I'll start by saying that I've never really understood the flue gas thing, primarily because I'm the kind of person who needs to have my hands on something, in order to really comprehend it. And, although I understand dew point, I can't fully wrap my head around how flue gas is in proximity and stays wet long enough to cause significant rust to the internals of a boiler. Perhaps if I could physically inspect a rotted out unit, including the flue gas travel path, the whole thing might click in for me.

However, one thing I do understand completely is condensation caused by the interaction of hot and cold, simply because it's something I've seen examples of many times in everyday life. So if instead of flue gas, the condensation problem was described/defined as hot-cold differential issue, then it would make complete sense to me. The boiler is producing heat which primarily rises upward, and the cold water return to the bottom of the unit is capable of producing the hot-cold differential required to create condensation on internal boiler components. And those conditions would exist for some variable period of time: either until the total overall temp gets hot enough to make condensation impossible; or the return water temp is modified with hotter output boiler water, minimizing the hot-cold water differential temp. So, if the need for return protection was described simply as the minimization of hot-cold differential, it would be completely logical to me.

One other thing related to this that's also been very puzzling to me is the operation of my oil boiler (and I assume most other older fossil units as well). I never thought about this stuff before installing the wood boiler, but as we all know, you learn many new things along this journey. And one of those things I've read a few times is the opinion that all fossil boilers should also have return protection for the same reason as my wood boiler does.

However, the oil boiler in my house is now 30 years old, and has no indication of any rusting taking place, even though the system was designed with no return protection. I installed a number of simple probe thermometers in order to help me better understand the wood boiler operation, including some on the oil burner, which is in series with the WB. On the oil boiler return, I can see 65F return temps for some number of minutes, until the heating loop eventually brings the return up over 140F. So my question is, if return protection is so important, why hasn't the oil boiler rusted out after 30 years of this ongoing shock treatment?

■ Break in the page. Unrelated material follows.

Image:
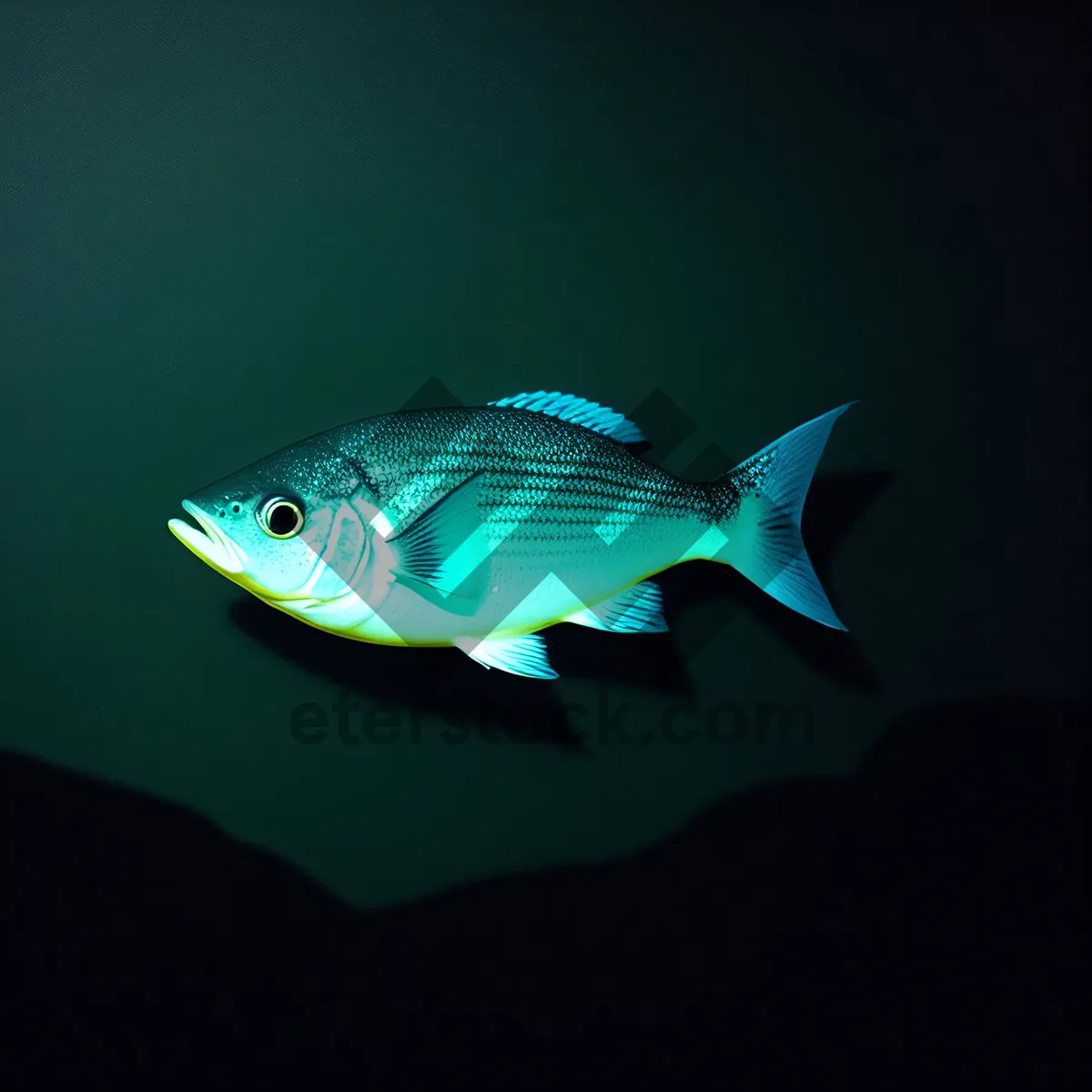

So again, apologies for taking a fork in the road, and hopefully the follow-up discussion from the folks in the know will give me a better understanding of what I'm missing about this whole thing. (and hopefully answer your question as well)
 
Instead of a protection valve...
Go with a near boiler pump instead.Valve on each side of the pump then if you need to you can use that pump if one of your others fail.
But i would not go without any protection valve or near boiler pump.
 
I guess I can't relate since I have no actual experience with open storage and a coil. It has always been my assumption that with depleted open storage, you would still get an extended period of 'too cool' return water coming back to the boiler at a gpm rate of whatever your boiler circ would flow. If not, that would seem to give even more advantage to pressurized storage than I was thinking.